A robust demand from tenants and steadfast consumer expenditure are propelling the U.S. retail property market, as highlighted in Cushman & Wakefield’s Q3 2023 U.S. Shopping Center Marketbeat analysis. The retail property vacancy rate in the U.S. declined by five basis points from Q2 to Q3 and by 40 basis points compared to last year, reaching 5.4%, the lowest since the inception of Cushman & Wakefield’s records in 2007. The firm notes that such a sharp decline in nationwide vacancies has driven average rent prices up in sought-after markets.

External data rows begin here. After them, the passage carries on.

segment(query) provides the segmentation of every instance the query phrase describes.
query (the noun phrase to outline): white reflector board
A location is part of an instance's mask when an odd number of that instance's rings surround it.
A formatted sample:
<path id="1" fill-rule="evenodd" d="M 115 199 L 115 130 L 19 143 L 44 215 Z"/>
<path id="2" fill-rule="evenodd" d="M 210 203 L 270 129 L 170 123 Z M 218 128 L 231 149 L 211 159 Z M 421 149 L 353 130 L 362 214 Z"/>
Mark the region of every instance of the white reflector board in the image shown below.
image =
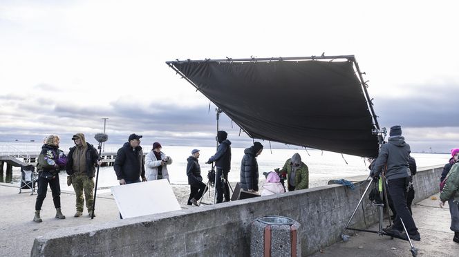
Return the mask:
<path id="1" fill-rule="evenodd" d="M 123 218 L 181 209 L 166 179 L 115 186 L 111 189 Z"/>

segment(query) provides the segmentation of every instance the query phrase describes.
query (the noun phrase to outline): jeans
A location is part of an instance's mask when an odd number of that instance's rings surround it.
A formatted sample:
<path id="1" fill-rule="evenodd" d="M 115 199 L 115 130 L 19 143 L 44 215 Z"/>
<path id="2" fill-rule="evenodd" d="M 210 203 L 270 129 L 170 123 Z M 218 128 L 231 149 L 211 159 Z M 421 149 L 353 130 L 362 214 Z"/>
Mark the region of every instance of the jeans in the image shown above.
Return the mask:
<path id="1" fill-rule="evenodd" d="M 451 214 L 451 227 L 449 229 L 459 232 L 459 202 L 454 202 L 454 198 L 448 200 L 449 214 Z"/>
<path id="2" fill-rule="evenodd" d="M 199 199 L 205 193 L 204 189 L 205 189 L 205 184 L 203 182 L 199 181 L 194 184 L 189 185 L 189 197 L 188 198 L 188 205 L 191 205 L 191 202 L 190 200 L 191 198 L 194 198 L 196 201 L 198 201 Z M 207 190 L 206 190 L 207 191 Z"/>
<path id="3" fill-rule="evenodd" d="M 230 200 L 230 187 L 228 187 L 228 184 L 227 183 L 228 181 L 228 172 L 230 172 L 230 171 L 223 171 L 220 168 L 217 168 L 216 175 L 217 182 L 215 184 L 215 188 L 217 191 L 217 203 L 223 201 L 223 195 L 225 195 L 225 200 L 226 201 Z M 223 182 L 221 178 L 225 178 L 227 182 Z"/>
<path id="4" fill-rule="evenodd" d="M 61 207 L 61 186 L 59 184 L 59 174 L 51 180 L 47 180 L 41 177 L 41 173 L 38 175 L 38 190 L 37 191 L 37 201 L 35 202 L 35 211 L 41 209 L 43 201 L 46 198 L 46 191 L 48 191 L 48 184 L 51 189 L 53 194 L 53 202 L 55 208 Z"/>
<path id="5" fill-rule="evenodd" d="M 397 217 L 393 222 L 393 228 L 400 231 L 404 231 L 400 219 L 403 220 L 409 235 L 416 235 L 418 228 L 413 217 L 406 206 L 406 187 L 409 182 L 409 178 L 395 178 L 388 180 L 388 191 L 397 211 Z"/>
<path id="6" fill-rule="evenodd" d="M 139 179 L 138 179 L 138 180 L 124 180 L 124 182 L 126 182 L 126 184 L 132 184 L 132 183 L 139 183 L 139 182 L 140 182 L 140 179 L 139 178 Z M 122 219 L 122 220 L 123 219 L 123 216 L 121 216 L 121 213 L 120 213 L 120 218 Z"/>

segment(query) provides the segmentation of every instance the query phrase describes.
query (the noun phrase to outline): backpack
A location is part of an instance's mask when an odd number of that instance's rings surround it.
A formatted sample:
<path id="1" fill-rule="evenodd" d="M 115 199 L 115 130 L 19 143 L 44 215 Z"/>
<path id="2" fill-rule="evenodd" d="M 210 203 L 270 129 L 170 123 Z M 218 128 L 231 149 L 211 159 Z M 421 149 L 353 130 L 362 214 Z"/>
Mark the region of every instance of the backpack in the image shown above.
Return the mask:
<path id="1" fill-rule="evenodd" d="M 444 178 L 444 179 L 443 180 L 443 181 L 442 181 L 441 182 L 440 182 L 440 192 L 443 191 L 443 187 L 444 187 L 444 184 L 447 184 L 447 180 L 448 180 L 448 178 L 449 178 L 449 174 L 447 175 L 447 177 Z"/>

Despite the uncertainty in other real estate sectors due to rising interest rates, the retail segment remains resilient, stated James Bohnaker, a senior economist at Cushman & Wakefield. “With a surge in consumer expenditure, we’re seeing more store openings than closures,” Bohnaker observed. He also mentioned shifts in demographic and shopping behaviors, leading service-centric businesses to opt for more expansive spaces, especially in Sunbelt suburban areas.
The southern U.S. retains the tightest vacancy rate at 4.9%.
While 2022 saw the lowest retail space completions at 9.8 million square feet, 2023 is on course to surpass this, with only 2 million square feet of new retail space rolled out nationally by the close of Q3. Nonetheless, a revival in retail construction is evident, with Cushman & Wakefield noting an ongoing 13.2 million square feet project.